Aún con las luces intermitentes por los nervios y el presente futbolístico, River intentó por todas las vías alcanzar el triunfo ante Chacarita. Sin embargo, no logró quebrar la resistencia del elenco de Sebastián Pena: así, por la fecha 18 de la Superliga, igualó 1-1 en el Monumental, y estiró a cuatro partidos la racha sin victorias.

Ignacio Scocco, de penal, anotó el tanto para el local, Nahuel Menéndez celebró para la visita; las dos conquistas se dieron en la primera etapa.

Pratto convirtió un gol, pero estaba en offside (Nicolás Stulberg)

Asumió la iniciativa River, como mandan la localía y la urgencia. Pudo haber marcado al minuto, pero el árbitro Hernán Mastrángelo no sancionó el penal que el arquero Pedro Fernández le cometió a Ignacio Socco.

Aún con dudas e imprecisiones, intentó por las bandas, y con Nacho Fernández en modo conductor.
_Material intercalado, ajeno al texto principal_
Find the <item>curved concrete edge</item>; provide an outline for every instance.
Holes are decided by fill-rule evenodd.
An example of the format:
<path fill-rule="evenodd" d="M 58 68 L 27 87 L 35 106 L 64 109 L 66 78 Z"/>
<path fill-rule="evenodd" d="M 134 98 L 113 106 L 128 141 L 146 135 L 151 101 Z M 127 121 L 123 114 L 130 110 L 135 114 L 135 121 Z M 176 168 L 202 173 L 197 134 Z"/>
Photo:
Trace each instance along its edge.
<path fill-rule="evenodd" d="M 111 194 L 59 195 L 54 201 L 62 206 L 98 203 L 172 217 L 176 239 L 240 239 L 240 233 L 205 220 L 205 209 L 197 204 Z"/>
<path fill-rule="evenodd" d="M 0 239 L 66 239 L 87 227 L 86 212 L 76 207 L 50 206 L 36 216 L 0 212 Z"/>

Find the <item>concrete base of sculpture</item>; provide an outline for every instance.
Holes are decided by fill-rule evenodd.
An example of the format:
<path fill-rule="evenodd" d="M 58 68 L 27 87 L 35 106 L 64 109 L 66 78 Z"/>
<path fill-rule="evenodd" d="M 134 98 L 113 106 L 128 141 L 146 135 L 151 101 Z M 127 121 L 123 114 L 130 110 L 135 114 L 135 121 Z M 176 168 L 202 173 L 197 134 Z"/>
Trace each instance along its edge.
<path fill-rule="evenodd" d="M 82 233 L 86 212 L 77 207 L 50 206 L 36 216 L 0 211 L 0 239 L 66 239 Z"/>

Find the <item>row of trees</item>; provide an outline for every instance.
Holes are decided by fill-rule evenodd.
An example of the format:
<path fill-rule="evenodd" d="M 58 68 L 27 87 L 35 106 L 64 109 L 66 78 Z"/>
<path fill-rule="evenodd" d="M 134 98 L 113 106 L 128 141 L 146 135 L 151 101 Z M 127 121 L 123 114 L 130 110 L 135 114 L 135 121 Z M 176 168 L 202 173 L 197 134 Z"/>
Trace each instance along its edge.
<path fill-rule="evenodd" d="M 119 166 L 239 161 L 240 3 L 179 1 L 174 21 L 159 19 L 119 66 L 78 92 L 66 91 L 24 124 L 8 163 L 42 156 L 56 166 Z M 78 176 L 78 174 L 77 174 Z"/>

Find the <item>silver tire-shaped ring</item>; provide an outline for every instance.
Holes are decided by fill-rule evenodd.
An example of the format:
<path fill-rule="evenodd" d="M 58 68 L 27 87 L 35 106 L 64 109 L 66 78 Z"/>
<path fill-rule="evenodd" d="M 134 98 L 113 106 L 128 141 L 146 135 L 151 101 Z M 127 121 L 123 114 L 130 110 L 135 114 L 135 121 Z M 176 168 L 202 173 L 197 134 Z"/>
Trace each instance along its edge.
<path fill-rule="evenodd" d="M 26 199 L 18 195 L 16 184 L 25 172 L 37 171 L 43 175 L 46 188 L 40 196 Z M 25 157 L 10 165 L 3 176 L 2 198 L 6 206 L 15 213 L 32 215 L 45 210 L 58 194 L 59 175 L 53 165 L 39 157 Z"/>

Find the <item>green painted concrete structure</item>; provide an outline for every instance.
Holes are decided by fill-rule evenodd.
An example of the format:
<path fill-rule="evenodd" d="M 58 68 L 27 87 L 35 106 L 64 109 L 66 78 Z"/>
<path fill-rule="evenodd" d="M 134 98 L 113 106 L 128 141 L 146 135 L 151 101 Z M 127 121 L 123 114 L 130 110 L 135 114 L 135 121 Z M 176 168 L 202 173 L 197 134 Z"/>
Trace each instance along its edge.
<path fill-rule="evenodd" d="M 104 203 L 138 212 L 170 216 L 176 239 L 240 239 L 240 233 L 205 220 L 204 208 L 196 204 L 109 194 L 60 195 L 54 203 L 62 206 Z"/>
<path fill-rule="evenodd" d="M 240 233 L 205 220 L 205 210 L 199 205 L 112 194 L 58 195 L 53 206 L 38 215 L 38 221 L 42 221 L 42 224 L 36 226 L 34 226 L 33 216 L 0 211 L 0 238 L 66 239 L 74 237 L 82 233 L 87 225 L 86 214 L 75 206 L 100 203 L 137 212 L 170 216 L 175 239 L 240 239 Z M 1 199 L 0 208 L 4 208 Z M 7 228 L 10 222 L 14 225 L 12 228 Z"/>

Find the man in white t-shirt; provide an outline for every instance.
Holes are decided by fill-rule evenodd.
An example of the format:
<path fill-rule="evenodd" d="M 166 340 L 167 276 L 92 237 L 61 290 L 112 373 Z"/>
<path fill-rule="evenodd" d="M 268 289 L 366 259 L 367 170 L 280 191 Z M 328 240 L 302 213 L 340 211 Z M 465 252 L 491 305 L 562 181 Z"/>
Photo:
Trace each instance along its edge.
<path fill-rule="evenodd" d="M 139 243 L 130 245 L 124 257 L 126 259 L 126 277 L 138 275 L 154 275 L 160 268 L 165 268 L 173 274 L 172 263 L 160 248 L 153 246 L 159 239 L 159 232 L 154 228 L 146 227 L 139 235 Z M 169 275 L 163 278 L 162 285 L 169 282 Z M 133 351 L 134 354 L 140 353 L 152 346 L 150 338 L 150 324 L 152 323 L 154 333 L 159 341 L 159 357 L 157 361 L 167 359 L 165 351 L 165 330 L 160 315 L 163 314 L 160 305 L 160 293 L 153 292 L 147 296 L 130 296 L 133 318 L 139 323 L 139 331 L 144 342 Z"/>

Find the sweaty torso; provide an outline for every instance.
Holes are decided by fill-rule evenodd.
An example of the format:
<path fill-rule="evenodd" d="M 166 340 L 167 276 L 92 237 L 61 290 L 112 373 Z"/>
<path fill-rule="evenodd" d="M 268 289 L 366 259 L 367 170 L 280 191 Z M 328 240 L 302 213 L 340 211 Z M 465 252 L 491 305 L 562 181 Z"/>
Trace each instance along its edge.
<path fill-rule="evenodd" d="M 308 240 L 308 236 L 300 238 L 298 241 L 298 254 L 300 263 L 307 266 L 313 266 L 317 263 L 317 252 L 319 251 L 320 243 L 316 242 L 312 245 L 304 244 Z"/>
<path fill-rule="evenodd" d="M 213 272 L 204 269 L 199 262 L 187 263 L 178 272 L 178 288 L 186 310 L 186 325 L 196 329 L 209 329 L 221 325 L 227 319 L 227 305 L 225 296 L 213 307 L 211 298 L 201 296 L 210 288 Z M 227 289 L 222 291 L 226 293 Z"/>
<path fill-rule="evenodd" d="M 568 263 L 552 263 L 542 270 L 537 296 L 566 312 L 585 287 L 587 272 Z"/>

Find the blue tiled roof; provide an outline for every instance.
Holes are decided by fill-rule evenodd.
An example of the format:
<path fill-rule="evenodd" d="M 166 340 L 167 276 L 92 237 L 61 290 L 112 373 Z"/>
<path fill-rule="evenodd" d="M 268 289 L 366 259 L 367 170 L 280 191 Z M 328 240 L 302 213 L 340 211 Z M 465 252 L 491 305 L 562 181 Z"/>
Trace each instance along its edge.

Chacarita, cerrado, apostó a las contra, ya sea en la segunda jugada que podía propiciar la cabeza de Mauro Matos o a través de la velocidad de Joaquín Ibáñez.

Comenzaban a viralizarse los murmullos en las tribunas cuando De la Cruz pisó el área y Petryk lo bajó. Penal, que a los 41 minutos de juego Ignacio Scocco cambió por gol.

Era la situación ideal para que River se reencontrara, en ventaja, ante su gente. Sin embargo, permitió el avance tímido de Chaca, que derivó en un taco delicioso de Petryk y en la arremetida de Nahuel Menéndez que, a los 46′, decretó el 1-1.

El empate exacerbó la incertidumbre de River, que no logró conectar líneas para generar riesgo. Esa falta de fluidez en el juego provocó que Chacarita se fuera animando. Pueba de ello, Coquito Rodríguez se perdió insólitamente el 2-1 con el arco vacío.

Gallardo movió el banco: hizo ingresar al colombiano Quintero para que Fernández tuviera un socio; también cambió los delanteros: sacó a Pratto y Scocco, sus ases, para apostar por Borré y Auzqui.

Empujado por el público y por las ganas de quebrar la racha adversa, sin ideas y sin pausa, River fue en busca del gol. A pesar de la falta de chispa, pudo haberlo logrado. Como a los 28′ de la segunda parte, cuando Fernández, tal vez el mejor del Millonario, reventó el travesaño.

Quintero dibujó un par de pases filtrados como para ser tomado como opción válida para la titularidad; en una, dejó a Borré de frente al arco y tapó Fernández. También Mayada casi repite su grito lejano, como ante Flamengo, pero el balón dio en el palo.

Tras empatar sobre la hora ante Flamengo en Brasil por la Libertadores, el Muñeco pretendía la reacción del equipo en la liga doméstica y así cambiar el semblante. No lo consiguió. River se aleja de las chances de conseguir una plaza en la Libertadores de 2019 pero, sobre todo, no recupera la identidad, la piedra basal para cualquier aspiración. He ahí su principal problema.